A college education has become a necessity for any family wishing to help their children maximize their talents and realize their full potential. Yet, for most families, the question is no longer whether your loved ones will attend college—but how to pay for it. That’s why finding the most appropriate vehicle to save for college is more critical than ever before.

529 College Savings Plans

Named after Section 529 of the IRS tax code, 529 plans are state-sponsored plans that allow families to invest for college-bound beneficiaries on a tax-advantaged basis. Your investments grow tax deferred for the life of the account, and withdrawals are tax free when used to pay for qualified expenses.1 A 529 plan also offers substantial estate and gift tax benefits, making it an ideal gift from grandparents or other family members.

Learn more about the features and benefits

In addition to 529 savings plans, alternative savings vehicles include Coverdell Education Savings Accounts (formerly Education IRAs), Uniform Gifts to Minors/Uniform Transfers to Minors (UGMA/UTMA) accounts, Series EE savings bonds and taxable investment accounts such as mutual funds or bank savings accounts. Although each of these options offers distinctive features, 529 savings plans can provide additional benefits that may exceed these alternatives. Compare these various savings vehicles to get a better understanding of your options.
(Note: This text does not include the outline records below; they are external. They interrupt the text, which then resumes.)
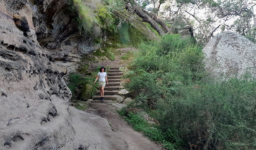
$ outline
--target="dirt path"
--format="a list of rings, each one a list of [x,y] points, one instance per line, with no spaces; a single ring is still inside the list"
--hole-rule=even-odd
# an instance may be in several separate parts
[[[101,104],[101,105],[106,104]],[[127,144],[129,150],[160,150],[160,146],[143,137],[140,133],[133,130],[128,126],[118,114],[111,110],[98,108],[90,109],[87,112],[96,114],[107,119],[112,130],[121,137]]]

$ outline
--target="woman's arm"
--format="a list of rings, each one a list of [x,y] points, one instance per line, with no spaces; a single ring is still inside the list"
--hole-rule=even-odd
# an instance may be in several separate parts
[[[107,82],[107,78],[106,76],[105,76],[105,79],[106,79],[106,81],[107,81],[107,85],[108,85],[108,82]]]
[[[97,80],[98,80],[98,78],[99,78],[99,76],[97,76],[97,78],[96,78],[96,79],[95,80],[95,81],[94,81],[94,84],[95,84],[95,82],[96,82],[96,81],[97,81]]]

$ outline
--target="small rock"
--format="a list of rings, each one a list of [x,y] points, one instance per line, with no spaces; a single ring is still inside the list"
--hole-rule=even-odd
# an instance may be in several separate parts
[[[121,103],[122,102],[123,99],[121,96],[119,95],[116,96],[116,102],[118,103]]]
[[[124,100],[123,100],[123,103],[125,103],[126,104],[131,102],[133,100],[133,99],[128,97],[128,98],[125,98]]]
[[[26,18],[15,14],[13,15],[13,20],[17,27],[22,31],[24,34],[26,34],[27,32],[29,30],[29,27]]]
[[[93,92],[92,88],[92,86],[89,84],[84,85],[81,91],[81,99],[84,101],[89,99]]]
[[[126,105],[110,102],[107,106],[111,109],[116,110],[120,110],[122,108],[126,106]]]
[[[120,95],[123,95],[127,97],[130,94],[130,92],[127,90],[122,89],[118,92],[118,94]]]

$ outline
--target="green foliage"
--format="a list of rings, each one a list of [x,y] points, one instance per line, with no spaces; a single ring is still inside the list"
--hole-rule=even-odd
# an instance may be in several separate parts
[[[119,40],[120,42],[124,44],[127,44],[130,41],[129,30],[128,24],[126,22],[123,23],[121,24],[121,27],[117,29],[119,35]]]
[[[67,85],[72,95],[75,94],[75,90],[77,88],[79,85],[78,83],[82,77],[80,74],[70,74],[69,75],[70,83]]]
[[[96,10],[96,18],[100,23],[101,28],[104,29],[110,33],[113,33],[115,30],[114,24],[115,20],[112,17],[112,13],[107,11],[104,6],[98,5]]]
[[[149,124],[141,115],[127,108],[123,108],[119,113],[124,117],[124,120],[134,130],[142,132],[151,140],[163,143],[163,147],[166,149],[174,150],[175,148],[178,148],[177,145],[180,140],[178,138],[177,132],[168,129],[166,132],[163,132],[160,126]],[[172,143],[168,141],[171,141]]]
[[[124,1],[102,0],[102,1],[110,11],[121,9],[123,7],[125,4]]]
[[[155,34],[156,36],[157,36],[157,37],[158,37],[159,38],[161,37],[159,35],[159,34],[157,32],[157,30],[155,30],[155,29],[152,27],[152,26],[148,22],[143,22],[143,23],[146,26],[147,26],[147,27],[150,29],[150,30],[151,30],[151,31],[155,33]]]
[[[169,149],[255,149],[255,80],[208,78],[202,48],[178,35],[142,42],[130,66],[132,73],[125,75],[130,81],[126,87],[140,104],[123,113],[130,123],[142,121],[129,110],[144,109],[160,124],[160,137],[151,139],[161,139]]]
[[[91,10],[84,3],[84,0],[73,0],[78,14],[79,27],[81,30],[90,32],[93,25],[97,24],[95,17],[92,15]]]
[[[91,93],[91,96],[93,96],[96,93],[97,88],[97,85],[93,83],[95,79],[89,77],[84,77],[81,79],[78,84],[79,85],[85,86],[86,84],[89,84],[92,86],[92,92]]]

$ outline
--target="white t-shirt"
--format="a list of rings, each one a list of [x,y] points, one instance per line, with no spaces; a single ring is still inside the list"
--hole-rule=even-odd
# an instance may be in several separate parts
[[[98,73],[98,75],[99,76],[99,81],[102,82],[106,81],[106,79],[105,79],[105,77],[107,76],[106,72],[99,72],[99,73]]]

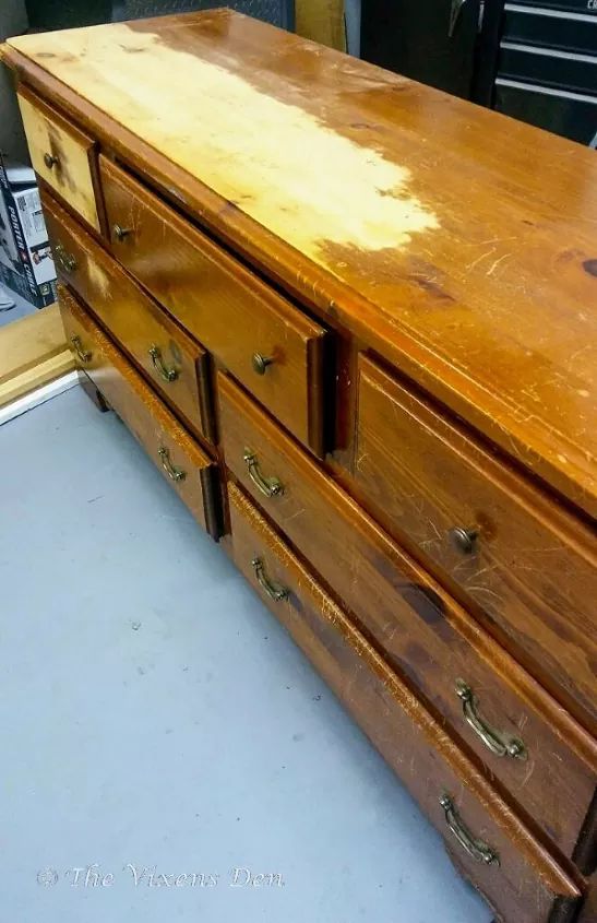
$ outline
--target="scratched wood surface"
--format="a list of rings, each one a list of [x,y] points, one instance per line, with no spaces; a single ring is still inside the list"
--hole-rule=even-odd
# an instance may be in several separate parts
[[[597,512],[593,151],[228,11],[4,57]]]

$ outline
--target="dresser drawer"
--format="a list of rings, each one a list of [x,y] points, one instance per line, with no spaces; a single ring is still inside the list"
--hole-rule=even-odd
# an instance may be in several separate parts
[[[75,362],[126,423],[195,519],[218,537],[215,468],[76,299],[58,286]]]
[[[123,170],[100,161],[117,259],[284,426],[321,453],[323,329]]]
[[[594,727],[595,534],[362,356],[354,476],[377,518]]]
[[[227,468],[570,855],[595,792],[593,739],[229,378],[217,390]]]
[[[100,232],[95,142],[27,90],[19,91],[19,106],[34,170]]]
[[[499,914],[537,923],[580,894],[253,505],[228,486],[234,557]]]
[[[74,288],[193,433],[211,439],[208,358],[49,196],[41,196],[59,276]]]

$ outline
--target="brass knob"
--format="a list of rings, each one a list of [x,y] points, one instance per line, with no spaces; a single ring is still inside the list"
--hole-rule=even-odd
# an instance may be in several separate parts
[[[129,234],[132,234],[132,228],[120,227],[119,224],[115,224],[115,226],[112,227],[112,232],[117,240],[124,240],[124,238],[128,237]]]
[[[272,365],[274,359],[271,356],[262,356],[261,353],[253,353],[251,359],[253,371],[256,371],[258,375],[265,375],[267,366]]]
[[[476,529],[463,529],[462,525],[455,525],[447,533],[454,547],[465,555],[469,555],[475,551],[478,534]]]

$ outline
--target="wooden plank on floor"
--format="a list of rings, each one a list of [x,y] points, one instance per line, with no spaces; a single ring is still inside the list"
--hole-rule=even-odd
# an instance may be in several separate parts
[[[58,305],[0,329],[0,406],[73,368]]]

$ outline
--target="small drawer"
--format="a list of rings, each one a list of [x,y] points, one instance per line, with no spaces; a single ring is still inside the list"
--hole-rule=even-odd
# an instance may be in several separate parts
[[[572,921],[581,895],[232,484],[239,569],[445,838],[500,919]]]
[[[41,196],[59,276],[151,378],[184,424],[213,437],[208,358],[48,194]]]
[[[116,258],[321,454],[324,330],[104,157],[100,170]]]
[[[219,374],[217,390],[234,476],[571,855],[595,793],[595,742],[229,378]]]
[[[99,233],[95,142],[27,90],[19,106],[34,170]]]
[[[382,524],[594,731],[595,534],[363,356],[354,476]]]
[[[63,285],[58,286],[58,299],[77,367],[141,442],[195,519],[217,539],[216,472],[211,459]]]

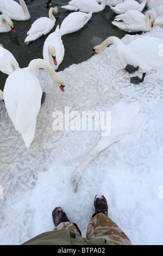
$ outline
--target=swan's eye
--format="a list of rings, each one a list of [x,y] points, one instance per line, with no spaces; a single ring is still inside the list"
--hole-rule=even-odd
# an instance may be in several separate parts
[[[60,86],[59,87],[59,88],[60,88],[61,90],[62,91],[62,92],[65,92],[64,87],[65,87],[65,86]]]
[[[95,50],[93,48],[93,49],[92,49],[92,52],[91,52],[91,54],[93,54],[94,53],[95,53],[95,52],[96,52]]]

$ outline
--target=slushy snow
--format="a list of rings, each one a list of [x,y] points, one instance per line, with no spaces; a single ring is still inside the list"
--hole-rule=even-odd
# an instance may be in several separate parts
[[[163,39],[163,29],[155,26],[150,32],[126,35],[122,40],[127,44],[149,35]],[[98,44],[95,38],[92,45]],[[111,45],[58,72],[65,81],[64,93],[41,70],[39,80],[46,98],[29,150],[0,102],[1,245],[21,245],[52,230],[52,214],[57,206],[77,224],[84,237],[94,213],[95,197],[102,194],[108,201],[109,216],[133,245],[162,245],[163,74],[150,71],[143,83],[134,86],[128,73],[118,72],[127,64],[131,63],[117,56]],[[137,74],[141,77],[141,70]],[[101,130],[54,131],[53,113],[60,111],[64,117],[68,107],[70,113],[78,111],[82,116],[83,111],[109,111],[124,102],[139,107],[145,119],[136,119],[134,132],[124,134],[90,162],[74,193],[72,174],[100,139]],[[121,113],[125,121],[126,113]]]

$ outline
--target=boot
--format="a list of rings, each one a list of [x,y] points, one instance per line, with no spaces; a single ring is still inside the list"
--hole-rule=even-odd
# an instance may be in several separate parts
[[[93,216],[100,212],[108,216],[108,204],[106,198],[104,196],[96,195],[95,198],[94,205],[95,212]]]
[[[60,207],[56,207],[53,211],[52,218],[55,227],[61,222],[70,221],[64,211]]]

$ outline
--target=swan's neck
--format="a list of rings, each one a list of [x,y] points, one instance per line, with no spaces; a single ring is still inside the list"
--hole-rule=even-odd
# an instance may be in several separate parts
[[[29,13],[28,11],[28,9],[27,8],[27,7],[26,5],[26,4],[24,2],[24,0],[19,0],[20,4],[22,8],[22,10],[23,11],[23,13],[25,15],[28,14],[29,15]]]
[[[51,7],[49,10],[49,17],[51,20],[55,20],[54,16],[53,15],[53,13],[58,13],[58,8],[55,7],[53,8]]]
[[[101,45],[97,45],[94,47],[96,52],[100,52],[104,50],[108,45],[114,44],[115,45],[117,51],[122,51],[125,45],[122,42],[121,39],[116,36],[109,36],[106,38]]]
[[[55,71],[53,66],[48,62],[42,59],[33,59],[29,64],[28,69],[35,76],[37,76],[39,69],[43,69],[47,70],[50,74],[54,83],[58,86],[64,86],[63,80]]]
[[[4,100],[3,92],[0,90],[0,100]]]

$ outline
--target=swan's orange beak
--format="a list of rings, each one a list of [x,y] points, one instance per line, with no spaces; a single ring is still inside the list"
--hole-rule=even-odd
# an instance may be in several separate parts
[[[153,27],[153,25],[154,25],[154,21],[153,21],[151,22],[152,27]]]
[[[53,59],[54,64],[55,65],[55,66],[57,66],[58,63],[57,63],[57,61],[55,56],[52,56],[52,58],[53,58]]]
[[[62,92],[65,92],[64,87],[65,87],[65,86],[60,86],[59,87],[60,89],[62,91]]]
[[[14,27],[13,27],[13,28],[11,28],[11,29],[12,29],[13,33],[14,33],[14,34],[15,34],[16,31],[15,31],[15,30],[14,29]]]
[[[93,54],[94,53],[95,53],[95,52],[95,52],[95,49],[93,49],[93,50],[92,50],[92,52],[91,52],[91,54]]]

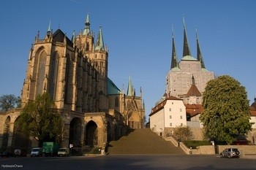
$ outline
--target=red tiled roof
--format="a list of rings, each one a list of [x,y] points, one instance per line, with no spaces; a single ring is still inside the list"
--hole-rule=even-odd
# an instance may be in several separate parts
[[[198,88],[195,85],[192,85],[189,91],[187,92],[186,97],[189,97],[189,96],[202,96],[201,93],[200,93]]]
[[[194,117],[203,112],[203,108],[202,104],[185,104],[186,114]]]

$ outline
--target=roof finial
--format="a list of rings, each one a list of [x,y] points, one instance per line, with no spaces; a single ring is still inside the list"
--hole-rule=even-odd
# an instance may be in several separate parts
[[[183,19],[183,26],[185,26],[185,15],[182,15],[182,19]]]

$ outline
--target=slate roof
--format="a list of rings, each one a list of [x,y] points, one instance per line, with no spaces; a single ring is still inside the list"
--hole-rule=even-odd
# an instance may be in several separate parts
[[[115,95],[120,94],[121,90],[119,88],[115,85],[115,83],[108,78],[108,95]]]
[[[69,46],[72,47],[73,43],[71,42],[71,40],[69,38],[67,38],[67,36],[65,36],[65,34],[64,34],[61,29],[59,28],[57,29],[53,35],[53,39],[55,42],[64,42],[64,38],[66,38],[67,44]]]

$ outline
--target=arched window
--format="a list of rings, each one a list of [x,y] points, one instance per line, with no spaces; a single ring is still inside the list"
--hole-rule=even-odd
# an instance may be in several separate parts
[[[69,89],[69,84],[72,82],[72,59],[69,55],[67,56],[66,72],[65,72],[65,93],[64,102],[68,102],[68,98],[70,97],[70,89]]]
[[[45,64],[47,54],[45,50],[42,50],[38,56],[38,69],[37,69],[37,94],[42,94],[43,92],[44,79],[45,78]],[[37,68],[35,68],[37,69]]]
[[[48,87],[49,93],[53,100],[55,100],[57,89],[59,58],[57,53],[55,53],[55,54],[50,56]]]
[[[117,96],[115,98],[115,107],[119,107],[119,101]]]

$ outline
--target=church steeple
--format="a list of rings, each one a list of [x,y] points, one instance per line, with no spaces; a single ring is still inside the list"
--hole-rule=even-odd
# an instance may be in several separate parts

New York’s 529 Advisor-Guided College Savings Program

New York’s 529 Advisor-Guided College Savings Program (the "Advisor-Guided Plan" or the "Plan") is a college savings plan sponsored by the State of New York that provides a tax-advantaged way for families to save for the future costs of higher education.

As a participant, you receive more than investments from an experienced investment manager. You also gain insights that can only come from more than a century of helping clients like you work towards their goals. From website resources to investor services, the experienced professionals at J.P. Morgan share their best ideas on making informed, intelligent decisions with your college dollars.

1 Earnings on non-qualified withdrawals may be subject to federal income tax and a 10% federal penalty tax, as well as state and local income taxes. Federal law allows distributions for K-12 Tuition Expenses of up to $10,000 per beneficiary per year. Under New York State law, distributions for K-12 Tuition Expenses will be considered non-qualified withdrawals and will require the recapture of any New York State tax benefits that have accrued on contributions.